Power Line's John Hinderaker enlightens: "Pennsylvania is, for the moment, ground zero in the battle over voter fraud," a savage fight for republican virtues that is driving unRepublican sorts "simply insane. In the Democrats’ lexicon, making sure that only qualified voters cast ballots constitutes stealing elections. Whereas supplying the winning margin through illegal votes is democracy in action."
Power Line's argument would be perfectly reasonable and powerful indeed, if there were voter fraud, which the fraud-battling state of Pennsylvania admits is a phantom.
This, we all know. There's no reason to thrash this particularly familiar horse any further.
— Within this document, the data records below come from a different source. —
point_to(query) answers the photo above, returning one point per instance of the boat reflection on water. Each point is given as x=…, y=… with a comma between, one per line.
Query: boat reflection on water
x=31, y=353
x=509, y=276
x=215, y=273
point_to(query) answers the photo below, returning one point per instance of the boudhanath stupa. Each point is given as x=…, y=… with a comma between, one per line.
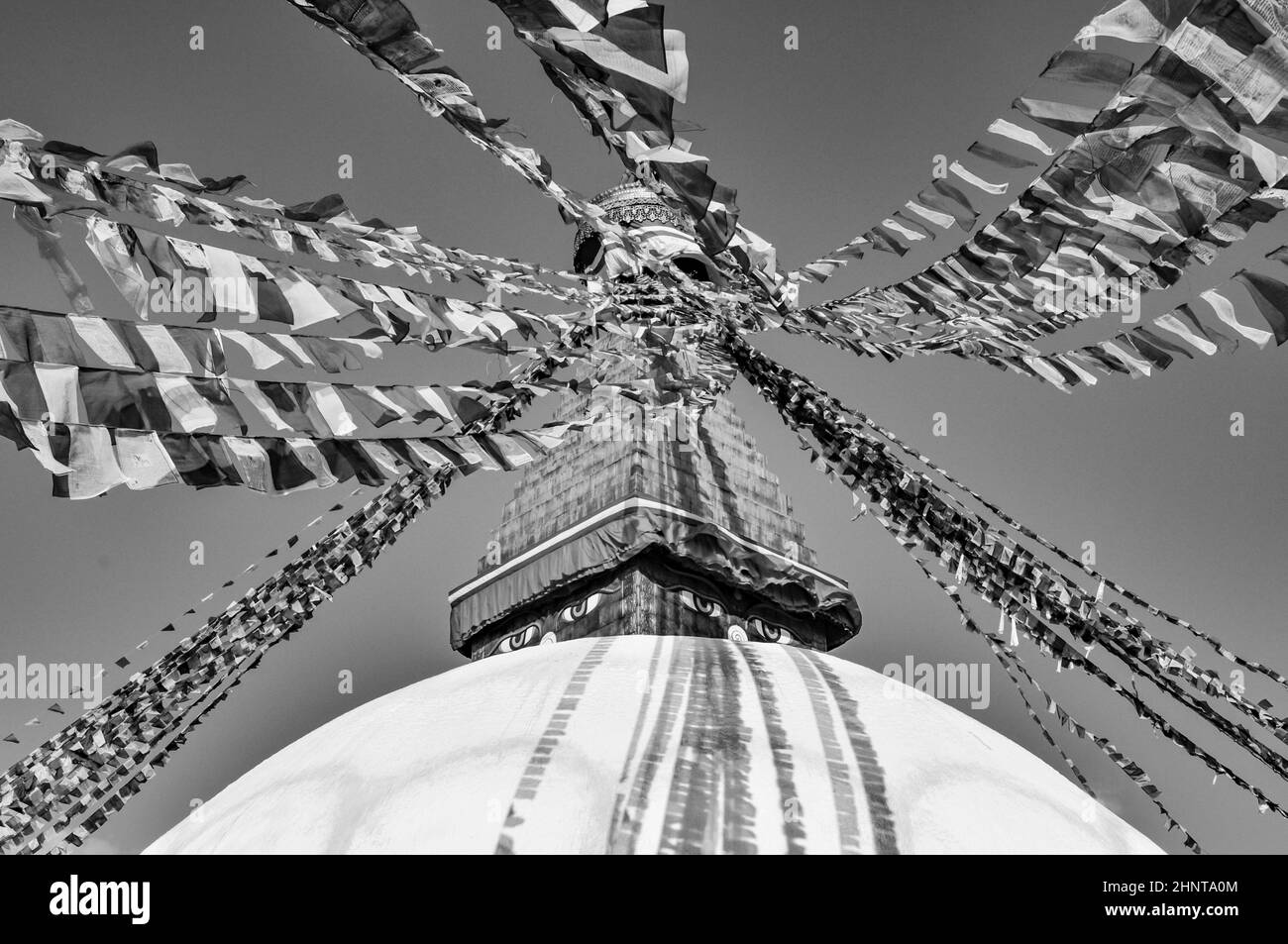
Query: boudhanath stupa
x=648, y=674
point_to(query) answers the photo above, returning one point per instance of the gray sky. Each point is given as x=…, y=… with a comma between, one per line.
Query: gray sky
x=820, y=143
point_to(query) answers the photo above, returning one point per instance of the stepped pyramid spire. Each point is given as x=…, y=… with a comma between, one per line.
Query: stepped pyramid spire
x=649, y=523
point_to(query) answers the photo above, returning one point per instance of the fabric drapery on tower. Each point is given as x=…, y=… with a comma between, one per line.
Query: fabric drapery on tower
x=661, y=519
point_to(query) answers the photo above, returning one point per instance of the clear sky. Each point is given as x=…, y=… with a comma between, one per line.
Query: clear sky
x=820, y=143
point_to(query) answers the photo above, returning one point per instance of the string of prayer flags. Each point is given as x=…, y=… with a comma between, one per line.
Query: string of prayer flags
x=170, y=627
x=73, y=782
x=1010, y=576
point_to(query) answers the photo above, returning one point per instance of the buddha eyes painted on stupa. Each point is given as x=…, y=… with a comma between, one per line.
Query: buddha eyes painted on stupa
x=576, y=610
x=702, y=604
x=518, y=640
x=771, y=633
What I've never seen pointed out, though, is the peculiar and deep-rooted contradiction in the ideological source that is "battling" voter fraud: contemporary conservatism.
Of all the assorted empirical legs on which conservatism has stood for centuries, none has been more muscular than the concept that humankind is non-perfectable; that we are a flawed species, in whom there lies a congenital bent toward the occasionally or even frequently irrational; any and in fact all attempts at wiping out man's imperfections will thus go down in ignominious failure. Some reformation is possible, and incremental progress is possible, but shooting for absolute perfection is, as the cliche goes, a fool's errand.
However. It is "conservatives" who now wish to make absolutely sure that the electoral system is absolutely perfect. Well, yeah, OK, so there is no voter fraud, but there might be. It is against this teensy-weensy notional imperfection that we must gird our loins and pass these bills and protect ourselves from the immaterial and the unempirical.
And that's why this--all this anti-voter-fraud garbage--isn't conservatism at all. It's radical, it's undemocratic, it's pseudo, it's monumentally whacko, but conservative it most decidedly is not.